Log-book.-Cada hombre tiene su pendiente funesta. La mía desciende hacia el cenagal. Allí es donde me agarra Speranza y me muestra su rostro bestial. La ciénaga es mi derrota, mi vicio. Mi victoria es el orden moral que debo imponer a Speranza frente a su orden natural que no es más que otro nombre del desorden absoluto. Ahora sé que aquí no se trata sólo de sobrevivir. Sobrevivir es morir. Hay que, con paciencia y sin descanso, construir, organizar, ordenar. Cada parada es un paso hacia atrás, un paso hacia la pocilga.
Las extraordinarias circunstancias en que me encuentro justifican, me parece, bastantes cambios en el punto de vista, concretamente en los asuntos morales y religiosos. Cada día leo la Biblia. También cada día presto piadosamente atención a la fuente de sabiduría que habla dentro de mí, como habla en cada hombre. A veces me asusto ante la novedad de lo que puedo descubrir y que sin embargo yo acepto, porque ninguna tradición puede prevalecer sobre la voz del Espíritu Santo que está dentro de nosotros.
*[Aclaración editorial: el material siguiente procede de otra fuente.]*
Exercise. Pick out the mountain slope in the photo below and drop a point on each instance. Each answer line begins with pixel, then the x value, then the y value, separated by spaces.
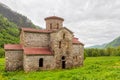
pixel 15 17
pixel 114 43
pixel 98 46
pixel 9 32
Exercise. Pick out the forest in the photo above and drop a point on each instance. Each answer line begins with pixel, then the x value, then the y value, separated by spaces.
pixel 9 33
pixel 95 52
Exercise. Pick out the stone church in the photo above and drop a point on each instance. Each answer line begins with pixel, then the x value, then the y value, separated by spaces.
pixel 52 48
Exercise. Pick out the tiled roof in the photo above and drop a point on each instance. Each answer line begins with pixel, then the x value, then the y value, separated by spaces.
pixel 75 41
pixel 35 30
pixel 13 47
pixel 54 17
pixel 43 51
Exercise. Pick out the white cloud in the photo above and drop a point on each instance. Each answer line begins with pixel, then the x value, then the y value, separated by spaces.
pixel 93 21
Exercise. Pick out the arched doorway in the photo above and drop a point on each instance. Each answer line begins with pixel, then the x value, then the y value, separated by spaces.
pixel 63 62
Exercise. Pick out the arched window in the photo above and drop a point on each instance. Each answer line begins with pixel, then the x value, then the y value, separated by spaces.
pixel 64 36
pixel 59 44
pixel 41 62
pixel 50 25
pixel 63 57
pixel 57 26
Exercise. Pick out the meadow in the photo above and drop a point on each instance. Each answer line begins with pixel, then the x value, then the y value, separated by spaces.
pixel 95 68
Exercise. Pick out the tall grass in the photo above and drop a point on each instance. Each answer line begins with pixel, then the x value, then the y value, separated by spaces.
pixel 95 68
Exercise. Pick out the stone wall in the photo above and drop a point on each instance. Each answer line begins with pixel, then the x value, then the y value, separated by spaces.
pixel 61 45
pixel 54 23
pixel 14 60
pixel 31 62
pixel 36 39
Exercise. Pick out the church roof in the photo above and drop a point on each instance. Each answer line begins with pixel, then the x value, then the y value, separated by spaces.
pixel 13 47
pixel 75 41
pixel 35 30
pixel 54 17
pixel 42 51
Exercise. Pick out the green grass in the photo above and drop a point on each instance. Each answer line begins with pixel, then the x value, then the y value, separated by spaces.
pixel 95 68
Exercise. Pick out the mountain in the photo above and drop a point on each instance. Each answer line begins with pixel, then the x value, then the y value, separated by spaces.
pixel 98 46
pixel 9 32
pixel 114 43
pixel 15 17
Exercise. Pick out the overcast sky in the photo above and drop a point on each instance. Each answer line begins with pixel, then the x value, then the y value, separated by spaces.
pixel 92 21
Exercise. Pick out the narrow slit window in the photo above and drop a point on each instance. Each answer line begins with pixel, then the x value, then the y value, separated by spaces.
pixel 51 26
pixel 57 26
pixel 64 36
pixel 60 44
pixel 41 62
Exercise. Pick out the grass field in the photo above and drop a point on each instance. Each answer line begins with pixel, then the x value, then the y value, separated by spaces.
pixel 95 68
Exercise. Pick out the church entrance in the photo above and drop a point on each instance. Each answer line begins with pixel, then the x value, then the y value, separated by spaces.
pixel 63 62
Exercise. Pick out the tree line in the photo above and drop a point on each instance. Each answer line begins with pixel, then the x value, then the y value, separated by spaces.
pixel 9 33
pixel 94 52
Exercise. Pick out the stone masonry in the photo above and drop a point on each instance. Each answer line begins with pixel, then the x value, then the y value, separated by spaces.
pixel 52 48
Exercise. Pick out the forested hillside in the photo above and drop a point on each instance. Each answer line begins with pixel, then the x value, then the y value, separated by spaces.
pixel 9 33
pixel 15 17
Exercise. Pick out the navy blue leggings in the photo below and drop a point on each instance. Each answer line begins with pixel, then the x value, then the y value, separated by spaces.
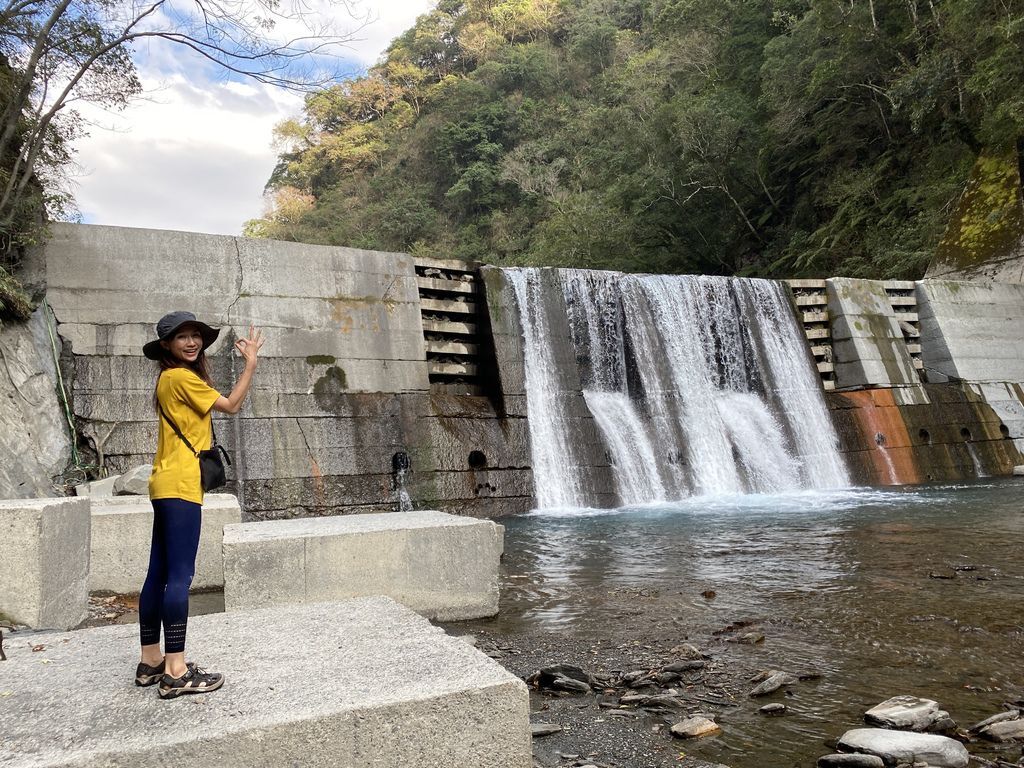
pixel 172 565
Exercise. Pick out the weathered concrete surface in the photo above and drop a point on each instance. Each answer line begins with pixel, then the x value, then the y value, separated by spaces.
pixel 122 528
pixel 360 683
pixel 342 386
pixel 868 347
pixel 34 435
pixel 440 565
pixel 971 331
pixel 953 434
pixel 44 561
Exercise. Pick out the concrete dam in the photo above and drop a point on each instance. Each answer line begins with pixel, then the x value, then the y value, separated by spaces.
pixel 391 382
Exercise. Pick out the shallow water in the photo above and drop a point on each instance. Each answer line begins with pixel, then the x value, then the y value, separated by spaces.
pixel 914 590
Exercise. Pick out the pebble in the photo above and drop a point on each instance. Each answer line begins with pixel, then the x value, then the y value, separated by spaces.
pixel 693 727
pixel 1011 715
pixel 687 651
pixel 908 713
pixel 544 729
pixel 751 638
pixel 904 747
pixel 850 761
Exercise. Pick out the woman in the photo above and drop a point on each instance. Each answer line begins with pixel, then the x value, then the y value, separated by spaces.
pixel 184 395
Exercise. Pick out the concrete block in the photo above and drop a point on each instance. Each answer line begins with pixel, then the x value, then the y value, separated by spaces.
pixel 440 565
pixel 122 529
pixel 134 482
pixel 360 684
pixel 103 488
pixel 44 561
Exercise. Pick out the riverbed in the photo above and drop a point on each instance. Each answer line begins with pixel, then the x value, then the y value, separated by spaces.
pixel 869 593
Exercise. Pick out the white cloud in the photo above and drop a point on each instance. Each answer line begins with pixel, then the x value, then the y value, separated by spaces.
pixel 196 154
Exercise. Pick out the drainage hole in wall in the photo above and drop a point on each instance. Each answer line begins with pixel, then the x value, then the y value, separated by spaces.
pixel 400 462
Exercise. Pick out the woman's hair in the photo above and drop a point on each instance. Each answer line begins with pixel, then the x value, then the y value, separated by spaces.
pixel 199 367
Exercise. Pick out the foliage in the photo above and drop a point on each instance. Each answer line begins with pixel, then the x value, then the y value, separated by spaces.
pixel 772 137
pixel 54 53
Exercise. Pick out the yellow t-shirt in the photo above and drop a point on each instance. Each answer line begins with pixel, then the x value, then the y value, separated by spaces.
pixel 186 399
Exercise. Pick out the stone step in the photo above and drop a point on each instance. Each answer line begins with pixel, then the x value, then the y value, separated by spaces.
pixel 449 327
pixel 449 306
pixel 122 528
pixel 452 265
pixel 444 286
pixel 333 683
pixel 815 300
pixel 452 347
pixel 442 566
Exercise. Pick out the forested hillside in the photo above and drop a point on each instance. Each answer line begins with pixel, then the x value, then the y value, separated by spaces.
pixel 767 137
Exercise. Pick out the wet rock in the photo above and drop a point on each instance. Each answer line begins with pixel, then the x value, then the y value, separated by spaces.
pixel 1011 715
pixel 905 747
pixel 694 727
pixel 909 713
pixel 1008 730
pixel 687 651
pixel 749 638
pixel 544 729
pixel 685 666
pixel 564 677
pixel 771 681
pixel 850 761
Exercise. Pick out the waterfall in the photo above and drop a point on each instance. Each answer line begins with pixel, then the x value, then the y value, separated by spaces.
pixel 556 477
pixel 696 385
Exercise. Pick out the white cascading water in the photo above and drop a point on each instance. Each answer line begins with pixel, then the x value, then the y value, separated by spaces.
pixel 727 399
pixel 556 478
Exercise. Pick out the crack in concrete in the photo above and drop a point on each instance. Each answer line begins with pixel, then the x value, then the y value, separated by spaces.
pixel 238 290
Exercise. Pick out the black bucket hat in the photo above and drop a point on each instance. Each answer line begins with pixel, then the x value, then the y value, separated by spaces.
pixel 169 326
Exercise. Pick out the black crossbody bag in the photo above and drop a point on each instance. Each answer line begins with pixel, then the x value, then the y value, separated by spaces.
pixel 211 463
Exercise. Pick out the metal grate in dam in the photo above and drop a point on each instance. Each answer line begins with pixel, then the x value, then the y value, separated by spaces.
pixel 450 306
pixel 903 299
pixel 812 302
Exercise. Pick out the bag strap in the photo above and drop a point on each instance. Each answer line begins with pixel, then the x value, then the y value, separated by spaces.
pixel 213 432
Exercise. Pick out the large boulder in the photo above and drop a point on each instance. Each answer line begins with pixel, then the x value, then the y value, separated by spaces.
pixel 903 747
pixel 907 713
pixel 34 437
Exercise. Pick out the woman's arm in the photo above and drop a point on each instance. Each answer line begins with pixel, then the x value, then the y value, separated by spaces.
pixel 249 349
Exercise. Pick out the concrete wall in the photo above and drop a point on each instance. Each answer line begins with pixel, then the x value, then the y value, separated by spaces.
pixel 35 441
pixel 867 344
pixel 342 385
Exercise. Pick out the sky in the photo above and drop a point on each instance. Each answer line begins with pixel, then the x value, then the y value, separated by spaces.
pixel 195 153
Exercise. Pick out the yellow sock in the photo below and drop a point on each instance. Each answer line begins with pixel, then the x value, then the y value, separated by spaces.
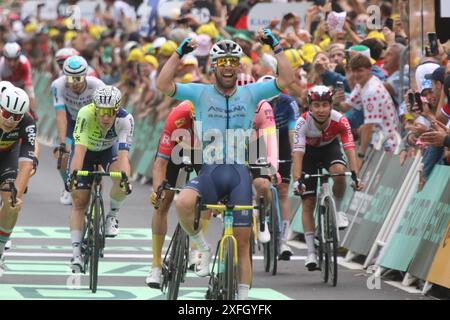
pixel 205 224
pixel 157 244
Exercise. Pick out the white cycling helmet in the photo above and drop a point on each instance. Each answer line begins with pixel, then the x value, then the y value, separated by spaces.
pixel 75 66
pixel 62 54
pixel 5 85
pixel 225 48
pixel 107 97
pixel 12 50
pixel 15 100
pixel 320 93
pixel 268 78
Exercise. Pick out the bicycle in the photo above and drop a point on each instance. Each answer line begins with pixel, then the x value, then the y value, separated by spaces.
pixel 222 285
pixel 93 242
pixel 327 233
pixel 175 262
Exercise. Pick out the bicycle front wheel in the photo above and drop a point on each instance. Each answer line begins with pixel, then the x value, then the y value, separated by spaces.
pixel 96 215
pixel 178 265
pixel 229 283
pixel 332 243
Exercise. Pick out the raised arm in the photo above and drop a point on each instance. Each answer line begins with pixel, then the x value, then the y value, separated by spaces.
pixel 165 81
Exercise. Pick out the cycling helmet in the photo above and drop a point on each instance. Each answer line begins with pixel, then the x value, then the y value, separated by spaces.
pixel 62 54
pixel 320 93
pixel 75 66
pixel 107 97
pixel 5 85
pixel 225 48
pixel 15 100
pixel 12 50
pixel 244 79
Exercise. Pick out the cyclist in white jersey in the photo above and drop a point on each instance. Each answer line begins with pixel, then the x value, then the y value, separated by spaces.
pixel 70 93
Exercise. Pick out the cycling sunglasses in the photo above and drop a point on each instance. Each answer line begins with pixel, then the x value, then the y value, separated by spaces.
pixel 232 61
pixel 106 112
pixel 7 115
pixel 75 80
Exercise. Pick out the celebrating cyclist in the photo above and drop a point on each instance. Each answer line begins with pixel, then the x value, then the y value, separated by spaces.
pixel 102 134
pixel 17 138
pixel 316 144
pixel 221 108
pixel 70 93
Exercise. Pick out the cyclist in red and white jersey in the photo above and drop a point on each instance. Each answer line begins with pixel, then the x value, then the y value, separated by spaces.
pixel 315 144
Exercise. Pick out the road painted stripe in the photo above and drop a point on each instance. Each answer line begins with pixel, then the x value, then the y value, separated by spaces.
pixel 107 255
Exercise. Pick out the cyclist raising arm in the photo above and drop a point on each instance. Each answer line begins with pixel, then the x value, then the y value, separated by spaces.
pixel 16 158
pixel 218 109
pixel 102 134
pixel 315 143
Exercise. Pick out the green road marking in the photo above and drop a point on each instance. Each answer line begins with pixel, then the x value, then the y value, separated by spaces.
pixel 61 268
pixel 64 233
pixel 41 292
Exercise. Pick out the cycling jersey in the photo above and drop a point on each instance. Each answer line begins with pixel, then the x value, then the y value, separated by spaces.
pixel 264 124
pixel 286 112
pixel 179 118
pixel 307 133
pixel 89 133
pixel 216 113
pixel 16 146
pixel 20 77
pixel 66 99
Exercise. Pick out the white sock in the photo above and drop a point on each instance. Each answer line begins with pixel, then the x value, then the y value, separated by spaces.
pixel 115 206
pixel 309 238
pixel 338 202
pixel 243 291
pixel 284 230
pixel 75 236
pixel 200 241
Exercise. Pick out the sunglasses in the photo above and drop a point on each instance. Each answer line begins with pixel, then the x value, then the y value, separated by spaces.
pixel 106 112
pixel 7 115
pixel 222 62
pixel 75 80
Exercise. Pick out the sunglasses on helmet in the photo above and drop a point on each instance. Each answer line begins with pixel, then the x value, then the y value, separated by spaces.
pixel 7 115
pixel 224 61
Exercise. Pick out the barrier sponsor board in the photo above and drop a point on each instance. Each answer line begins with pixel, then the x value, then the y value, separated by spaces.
pixel 392 175
pixel 403 246
pixel 440 269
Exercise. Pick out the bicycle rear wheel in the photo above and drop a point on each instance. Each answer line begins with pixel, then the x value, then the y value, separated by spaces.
pixel 96 244
pixel 229 278
pixel 332 243
pixel 179 247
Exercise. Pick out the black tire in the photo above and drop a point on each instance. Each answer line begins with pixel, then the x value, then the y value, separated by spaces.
pixel 178 264
pixel 323 245
pixel 274 235
pixel 96 245
pixel 229 283
pixel 332 243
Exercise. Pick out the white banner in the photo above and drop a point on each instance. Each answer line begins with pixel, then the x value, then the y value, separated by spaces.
pixel 262 13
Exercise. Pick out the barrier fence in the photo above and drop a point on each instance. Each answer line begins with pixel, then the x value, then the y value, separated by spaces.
pixel 411 228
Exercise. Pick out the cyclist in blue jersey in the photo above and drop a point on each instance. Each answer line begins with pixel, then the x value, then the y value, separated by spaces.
pixel 286 112
pixel 219 108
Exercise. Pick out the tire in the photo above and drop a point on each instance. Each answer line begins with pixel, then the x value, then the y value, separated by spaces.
pixel 324 260
pixel 332 243
pixel 274 235
pixel 178 263
pixel 96 245
pixel 229 283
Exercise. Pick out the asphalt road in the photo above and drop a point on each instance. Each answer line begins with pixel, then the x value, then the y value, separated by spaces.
pixel 37 264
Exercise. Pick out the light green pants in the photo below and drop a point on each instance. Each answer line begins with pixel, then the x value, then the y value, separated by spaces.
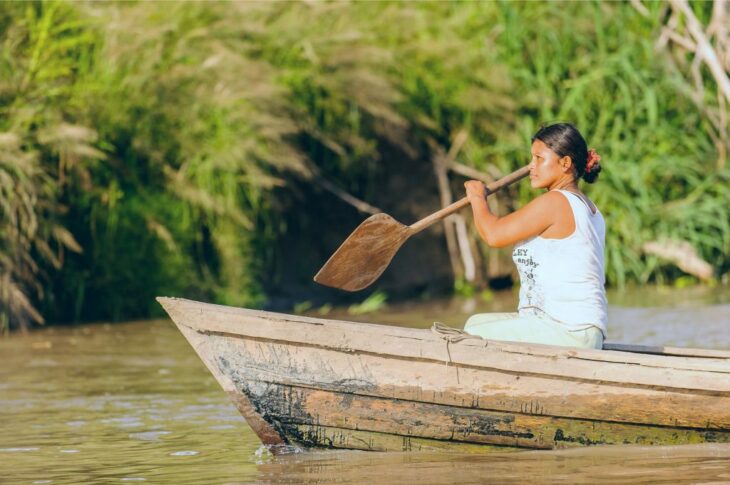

Así el vicio y la virtud. Mi educación me había acostumbrado a considerar al vicio como un exceso, una opulencia, un despilfarro, un desenfreno ostentoso frente al cual la virtud oponía la humildad, el recogimiento, la abnegación. Ahora me doy cuenta de que este tipo de moral es para mí un lujo que me mataría si pretendiera ceñirme a ella. Mi situación me dicta poner el más en la virtud y el menos en el vicio, y por tanto llamar virtud al coraje, a la fuerza, a la afirmación de mí mismo, al dominio sobre las cosas. Y vicio a la renuncia, al abandono, a la resignación, en una palabra, a la ciénaga. Sin duda de este modo vuelvo a una visión antigua de la sabiduría humana más allá del cristianismo y sustituyo la virtud por la virtus. Pero el fondo de un determinado cristianismo es el rechazo radical de la naturaleza y de sus cosas, ese rechazo que demasiado ya he practicado yo en Speranza y que ha estado a punto de perderme. No triunfaré de la decadencia más que en la medida en que, por el contrario, sepa aceptar mi isla y hacerme aceptar por ella.